Amityville events left children haunted

In an update to an earlier story, here, filmaker, Eric Walter, has made a documentary from his years of research into the Amityville haunting case, “My Amityville Horror”.

Still Haunted by Amityville – WSJ.com.

[...]The film, which will have its New York premiere Saturday at IFC Center as part of the third annual DOC NYC festival, features the first-person testimony of Daniel Lutz, the eldest of the Lutz siblings, who was 9 when the events occurred. A recluse who had a troubled, combative relationship with his stepfather and claims to have been homeless for a period after leaving his family in his early teens, Mr. Lutz has kept his secrets to himself until now.

Mr. Lutz is not expected to make a public appearance with the film, nor is he doing interviews to promote it. According to Mr. Walter, Mr. Lutz’s brother Christopher and sister Melissa did not participate because “they either don’t want to talk about the experience or they want to do it in their own fashion.”

In the film, Mr. Lutz’s conversation with Mr. Walter (who sits off-camera) becomes tense at times, the wrong question igniting flashes of anger. At the very end, he walks off. Skeptics might suggest he has coped with real childhood trauma by incorporating the lore promoted by his stepfather into his memories. “He was haunted by this man, along with these events,” the filmmaker said, “and they seemed to intermingle into this one energy.”

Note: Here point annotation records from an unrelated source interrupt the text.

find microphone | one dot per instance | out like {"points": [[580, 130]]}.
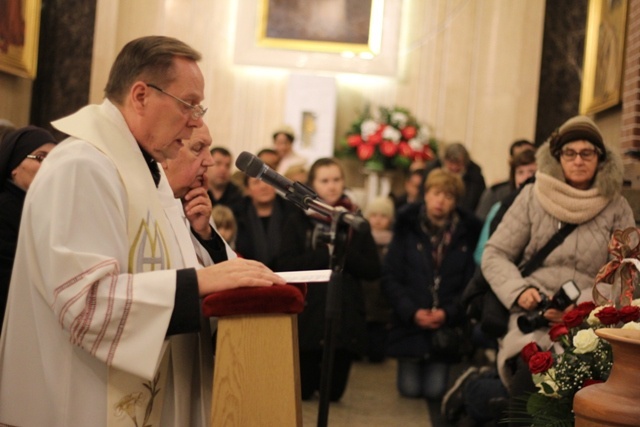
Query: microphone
{"points": [[301, 195], [254, 167]]}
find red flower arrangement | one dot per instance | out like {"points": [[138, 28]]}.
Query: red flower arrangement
{"points": [[391, 140], [585, 359]]}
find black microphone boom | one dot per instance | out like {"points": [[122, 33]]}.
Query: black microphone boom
{"points": [[297, 193]]}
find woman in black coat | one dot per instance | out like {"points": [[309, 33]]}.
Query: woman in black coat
{"points": [[299, 251], [260, 218], [428, 264], [21, 153]]}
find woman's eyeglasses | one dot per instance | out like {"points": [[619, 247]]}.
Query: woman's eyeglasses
{"points": [[586, 154], [37, 157]]}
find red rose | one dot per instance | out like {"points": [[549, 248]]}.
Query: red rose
{"points": [[557, 331], [427, 153], [573, 318], [629, 313], [528, 351], [409, 132], [586, 307], [540, 362], [375, 138], [591, 382], [388, 148], [608, 316], [354, 140], [405, 150], [365, 151]]}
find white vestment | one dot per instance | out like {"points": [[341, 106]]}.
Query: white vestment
{"points": [[75, 314]]}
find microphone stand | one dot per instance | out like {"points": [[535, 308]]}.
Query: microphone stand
{"points": [[341, 222], [333, 310]]}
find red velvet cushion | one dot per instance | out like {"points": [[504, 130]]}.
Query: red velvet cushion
{"points": [[287, 298]]}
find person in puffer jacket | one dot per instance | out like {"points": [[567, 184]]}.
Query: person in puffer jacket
{"points": [[579, 181]]}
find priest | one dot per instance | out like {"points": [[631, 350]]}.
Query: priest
{"points": [[103, 324]]}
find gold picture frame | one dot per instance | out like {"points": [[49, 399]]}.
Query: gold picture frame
{"points": [[19, 33], [378, 55], [603, 55], [285, 24]]}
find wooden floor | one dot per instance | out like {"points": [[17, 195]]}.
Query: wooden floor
{"points": [[371, 400]]}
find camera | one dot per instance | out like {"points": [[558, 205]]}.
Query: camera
{"points": [[566, 295]]}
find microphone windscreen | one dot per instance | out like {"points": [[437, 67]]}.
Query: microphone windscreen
{"points": [[249, 164]]}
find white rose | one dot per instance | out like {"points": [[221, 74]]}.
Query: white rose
{"points": [[391, 134], [592, 320], [399, 118], [635, 326], [546, 378], [368, 128], [585, 341], [424, 133]]}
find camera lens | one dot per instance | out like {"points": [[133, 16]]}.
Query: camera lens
{"points": [[528, 323]]}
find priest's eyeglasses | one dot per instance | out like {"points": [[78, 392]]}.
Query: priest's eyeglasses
{"points": [[197, 111], [587, 154], [37, 157]]}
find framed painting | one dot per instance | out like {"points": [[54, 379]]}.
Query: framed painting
{"points": [[321, 26], [19, 32], [603, 56], [348, 36]]}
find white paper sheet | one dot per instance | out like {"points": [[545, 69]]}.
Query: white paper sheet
{"points": [[305, 276]]}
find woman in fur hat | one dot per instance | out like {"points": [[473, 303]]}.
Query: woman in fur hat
{"points": [[21, 153], [579, 181]]}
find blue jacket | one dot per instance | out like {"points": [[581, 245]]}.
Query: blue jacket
{"points": [[409, 273]]}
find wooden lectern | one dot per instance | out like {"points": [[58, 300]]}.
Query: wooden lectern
{"points": [[256, 379]]}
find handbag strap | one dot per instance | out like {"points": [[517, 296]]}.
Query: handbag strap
{"points": [[536, 260]]}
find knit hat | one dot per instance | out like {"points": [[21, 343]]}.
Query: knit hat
{"points": [[287, 130], [380, 205], [17, 145], [575, 129]]}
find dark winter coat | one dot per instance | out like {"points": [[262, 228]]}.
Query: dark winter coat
{"points": [[409, 273], [253, 241], [11, 200], [474, 184], [362, 262]]}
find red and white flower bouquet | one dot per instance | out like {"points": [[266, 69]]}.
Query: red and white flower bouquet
{"points": [[583, 359], [391, 140]]}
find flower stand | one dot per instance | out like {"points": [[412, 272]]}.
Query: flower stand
{"points": [[256, 379], [615, 402]]}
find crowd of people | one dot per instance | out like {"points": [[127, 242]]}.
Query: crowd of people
{"points": [[132, 219]]}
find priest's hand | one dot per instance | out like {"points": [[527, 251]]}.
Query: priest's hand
{"points": [[197, 208], [236, 273]]}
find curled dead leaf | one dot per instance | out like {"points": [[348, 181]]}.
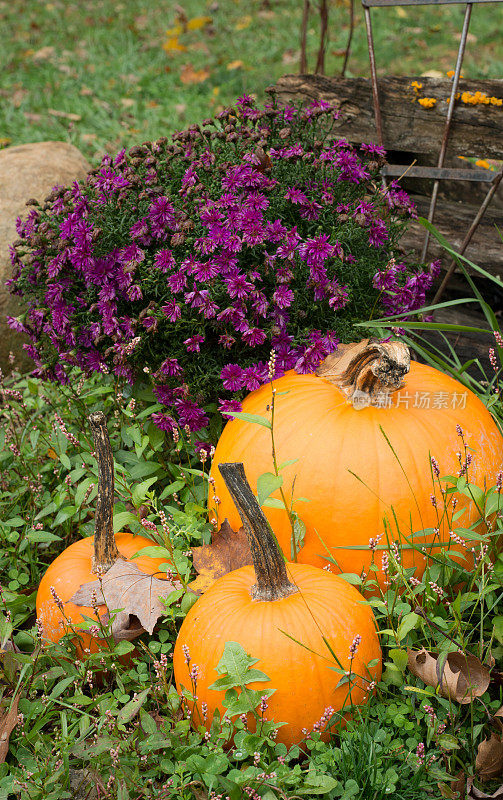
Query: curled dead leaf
{"points": [[139, 595], [228, 550], [498, 718], [461, 677], [489, 758]]}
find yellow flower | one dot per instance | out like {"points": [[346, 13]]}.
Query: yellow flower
{"points": [[427, 102]]}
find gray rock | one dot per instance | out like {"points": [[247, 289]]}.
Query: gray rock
{"points": [[27, 171]]}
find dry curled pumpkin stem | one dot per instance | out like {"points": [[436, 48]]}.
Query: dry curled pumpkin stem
{"points": [[269, 564], [105, 548], [366, 370]]}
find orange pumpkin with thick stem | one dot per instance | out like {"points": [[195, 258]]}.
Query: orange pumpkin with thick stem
{"points": [[359, 465], [79, 563], [292, 618]]}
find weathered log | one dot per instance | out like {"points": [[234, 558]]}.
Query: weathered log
{"points": [[453, 221], [477, 130]]}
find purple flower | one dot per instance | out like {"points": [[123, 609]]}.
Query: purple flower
{"points": [[226, 341], [134, 293], [172, 311], [232, 377], [193, 343], [238, 286], [190, 414], [170, 366], [164, 394], [164, 422], [283, 296], [316, 251], [296, 196], [164, 260], [251, 378], [253, 337], [378, 233], [228, 406]]}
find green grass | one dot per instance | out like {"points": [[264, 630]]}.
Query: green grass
{"points": [[104, 61]]}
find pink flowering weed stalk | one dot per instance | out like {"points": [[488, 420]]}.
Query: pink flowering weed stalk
{"points": [[191, 260]]}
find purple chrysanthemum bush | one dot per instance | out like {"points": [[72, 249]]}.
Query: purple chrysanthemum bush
{"points": [[189, 261]]}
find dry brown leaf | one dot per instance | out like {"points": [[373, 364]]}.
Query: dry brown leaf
{"points": [[64, 114], [8, 722], [498, 718], [489, 759], [190, 75], [462, 678], [478, 794], [228, 550], [124, 586]]}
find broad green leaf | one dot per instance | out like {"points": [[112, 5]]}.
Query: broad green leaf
{"points": [[273, 502], [140, 491], [407, 624], [63, 514], [130, 710], [399, 658], [234, 666]]}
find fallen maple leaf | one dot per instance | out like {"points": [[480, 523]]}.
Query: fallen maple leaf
{"points": [[462, 678], [124, 586], [190, 75], [489, 759], [8, 722], [228, 550], [196, 23], [243, 23]]}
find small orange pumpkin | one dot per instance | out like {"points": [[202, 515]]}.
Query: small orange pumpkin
{"points": [[79, 563], [360, 462], [288, 616]]}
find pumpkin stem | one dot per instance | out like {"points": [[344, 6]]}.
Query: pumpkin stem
{"points": [[105, 548], [367, 372], [272, 581]]}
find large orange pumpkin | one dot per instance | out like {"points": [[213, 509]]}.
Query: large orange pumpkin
{"points": [[261, 607], [360, 464], [78, 564]]}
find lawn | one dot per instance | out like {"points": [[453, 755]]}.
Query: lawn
{"points": [[104, 75], [182, 276]]}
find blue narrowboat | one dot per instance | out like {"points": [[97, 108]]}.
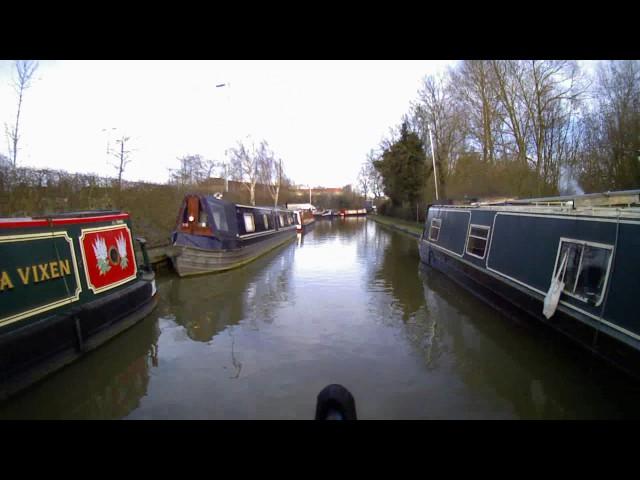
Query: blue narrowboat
{"points": [[213, 235], [571, 262]]}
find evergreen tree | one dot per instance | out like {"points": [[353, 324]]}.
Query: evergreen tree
{"points": [[402, 168]]}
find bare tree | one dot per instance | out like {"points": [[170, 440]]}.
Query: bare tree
{"points": [[245, 166], [438, 111], [190, 171], [364, 180], [473, 82], [271, 172], [610, 151], [24, 73], [122, 156]]}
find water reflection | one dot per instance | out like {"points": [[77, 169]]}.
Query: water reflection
{"points": [[206, 305], [107, 384]]}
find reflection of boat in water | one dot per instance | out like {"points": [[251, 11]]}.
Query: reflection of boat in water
{"points": [[205, 309], [109, 384], [304, 220], [324, 214], [213, 235], [352, 212], [68, 283], [512, 254], [501, 352]]}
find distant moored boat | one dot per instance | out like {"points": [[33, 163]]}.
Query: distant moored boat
{"points": [[213, 235]]}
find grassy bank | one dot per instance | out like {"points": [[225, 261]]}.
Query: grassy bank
{"points": [[411, 228]]}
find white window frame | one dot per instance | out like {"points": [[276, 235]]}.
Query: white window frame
{"points": [[435, 222], [486, 239], [584, 243], [252, 227]]}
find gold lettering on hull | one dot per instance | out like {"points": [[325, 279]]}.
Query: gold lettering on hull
{"points": [[5, 281], [38, 273]]}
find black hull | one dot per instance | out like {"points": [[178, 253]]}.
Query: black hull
{"points": [[30, 353], [514, 301]]}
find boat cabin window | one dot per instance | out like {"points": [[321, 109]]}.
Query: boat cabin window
{"points": [[249, 223], [219, 217], [202, 218], [477, 240], [434, 231], [586, 271]]}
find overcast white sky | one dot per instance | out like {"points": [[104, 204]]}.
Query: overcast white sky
{"points": [[321, 117]]}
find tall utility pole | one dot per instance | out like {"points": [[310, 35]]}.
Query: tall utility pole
{"points": [[433, 156], [226, 174]]}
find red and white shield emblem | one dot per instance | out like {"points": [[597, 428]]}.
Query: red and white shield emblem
{"points": [[107, 253]]}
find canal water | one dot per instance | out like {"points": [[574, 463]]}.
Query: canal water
{"points": [[347, 303]]}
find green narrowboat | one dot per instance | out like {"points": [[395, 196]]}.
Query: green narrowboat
{"points": [[68, 283]]}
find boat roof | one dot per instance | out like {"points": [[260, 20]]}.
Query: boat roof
{"points": [[623, 204]]}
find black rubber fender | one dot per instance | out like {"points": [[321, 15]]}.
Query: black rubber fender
{"points": [[335, 402]]}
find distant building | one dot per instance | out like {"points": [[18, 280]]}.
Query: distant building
{"points": [[318, 190]]}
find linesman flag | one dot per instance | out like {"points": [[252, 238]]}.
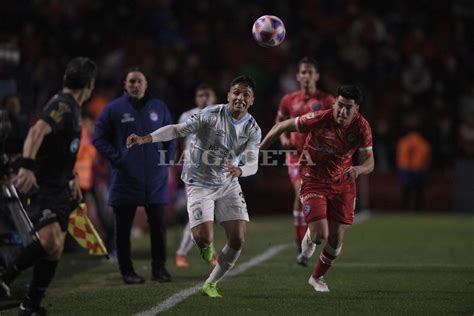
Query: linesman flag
{"points": [[81, 228]]}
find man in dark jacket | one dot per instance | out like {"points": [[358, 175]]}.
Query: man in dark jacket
{"points": [[139, 175], [47, 165]]}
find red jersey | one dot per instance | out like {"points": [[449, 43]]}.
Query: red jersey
{"points": [[295, 104], [330, 146]]}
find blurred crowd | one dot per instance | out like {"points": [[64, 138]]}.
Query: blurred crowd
{"points": [[413, 59]]}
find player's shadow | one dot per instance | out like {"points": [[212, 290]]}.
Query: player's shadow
{"points": [[10, 304]]}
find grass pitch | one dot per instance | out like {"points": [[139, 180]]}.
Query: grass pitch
{"points": [[391, 264]]}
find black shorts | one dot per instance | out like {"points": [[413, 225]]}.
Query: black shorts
{"points": [[50, 205]]}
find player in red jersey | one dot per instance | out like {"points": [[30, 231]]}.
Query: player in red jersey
{"points": [[328, 189], [307, 99]]}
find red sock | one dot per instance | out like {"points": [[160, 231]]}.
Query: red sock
{"points": [[324, 263], [300, 232], [300, 226]]}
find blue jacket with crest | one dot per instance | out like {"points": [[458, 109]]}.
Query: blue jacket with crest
{"points": [[139, 174]]}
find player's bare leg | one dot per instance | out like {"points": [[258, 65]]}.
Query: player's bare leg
{"points": [[298, 217], [330, 252], [203, 235], [235, 231], [316, 234]]}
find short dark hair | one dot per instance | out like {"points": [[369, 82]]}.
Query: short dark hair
{"points": [[79, 72], [245, 80], [133, 69], [308, 60], [204, 86], [352, 92]]}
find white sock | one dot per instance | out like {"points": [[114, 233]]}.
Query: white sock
{"points": [[225, 262], [307, 245], [187, 241]]}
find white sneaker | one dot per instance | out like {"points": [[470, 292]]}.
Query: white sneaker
{"points": [[307, 246], [318, 284]]}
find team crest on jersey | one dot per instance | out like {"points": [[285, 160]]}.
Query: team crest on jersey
{"points": [[351, 137], [316, 106], [154, 116], [306, 209], [127, 118], [74, 145], [197, 213]]}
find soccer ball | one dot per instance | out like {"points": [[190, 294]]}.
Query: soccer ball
{"points": [[268, 30]]}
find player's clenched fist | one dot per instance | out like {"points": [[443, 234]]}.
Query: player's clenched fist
{"points": [[133, 140]]}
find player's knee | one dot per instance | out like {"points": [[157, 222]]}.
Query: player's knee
{"points": [[203, 241], [319, 237], [236, 242]]}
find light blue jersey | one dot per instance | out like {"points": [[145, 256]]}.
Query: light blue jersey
{"points": [[218, 139], [182, 119]]}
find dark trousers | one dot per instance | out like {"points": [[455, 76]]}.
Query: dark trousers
{"points": [[124, 215]]}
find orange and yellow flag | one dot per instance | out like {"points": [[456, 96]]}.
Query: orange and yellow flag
{"points": [[81, 228]]}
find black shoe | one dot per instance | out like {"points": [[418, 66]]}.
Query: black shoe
{"points": [[4, 289], [31, 311], [302, 260], [161, 275], [132, 278]]}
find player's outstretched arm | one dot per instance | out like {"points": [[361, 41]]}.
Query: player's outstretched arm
{"points": [[26, 178], [277, 129], [162, 134]]}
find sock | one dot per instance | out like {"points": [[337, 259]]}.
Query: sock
{"points": [[307, 245], [206, 253], [43, 273], [186, 242], [26, 259], [300, 226], [328, 255], [225, 262]]}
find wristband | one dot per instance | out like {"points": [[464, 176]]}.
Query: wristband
{"points": [[28, 163]]}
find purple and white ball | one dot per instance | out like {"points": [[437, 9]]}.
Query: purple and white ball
{"points": [[268, 30]]}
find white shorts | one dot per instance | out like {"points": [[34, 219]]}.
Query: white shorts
{"points": [[226, 203]]}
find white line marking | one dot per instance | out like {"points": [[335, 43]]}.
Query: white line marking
{"points": [[241, 268], [401, 265]]}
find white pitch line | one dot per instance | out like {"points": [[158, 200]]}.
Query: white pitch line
{"points": [[401, 265], [184, 294], [177, 298]]}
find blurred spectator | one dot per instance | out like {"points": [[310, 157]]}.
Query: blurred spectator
{"points": [[413, 161], [19, 127]]}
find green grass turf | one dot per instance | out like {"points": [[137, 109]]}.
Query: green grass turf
{"points": [[392, 264]]}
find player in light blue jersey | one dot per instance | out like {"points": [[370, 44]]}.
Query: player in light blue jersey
{"points": [[204, 96], [225, 146]]}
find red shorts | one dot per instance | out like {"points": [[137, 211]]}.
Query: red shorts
{"points": [[334, 201], [293, 167]]}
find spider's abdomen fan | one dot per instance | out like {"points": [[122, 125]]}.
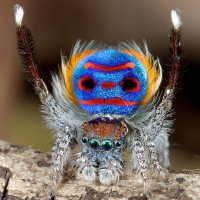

There is plenty of evidence to show that the Amityville case did not happen AT ALL like the books and movies described. What did happen? We will likely never know for sure. But what we DO know is that it clearly affected the children and the entire family. It did not end well for the Lutz’. But the legacy suggests that there are not really haunted houses, just haunted people.

The actual Amityville house today.

  1 comment for “Amityville events left children haunted

  1. November 11, 2012 at 6:56 PM

    Way back in 1982, Hammer Films and ITV broadcast a fictionalized version of the Amityville case, in which a family sets up an elaborate (and gruesome) haunting hoax in order to score a book deal. I don’t want to give away the ending, except to say that it’s entirely relevant to this post.

    It’s pretty graphic (British broadcast standards in the 80s being quite different from those in the US), but if you’re a horror fan of a skeptical bent it’s well worth watching, and you can see it on YouTube.

    The House that Bled to Death, Hammer Films, ITV, 1982. 51:42.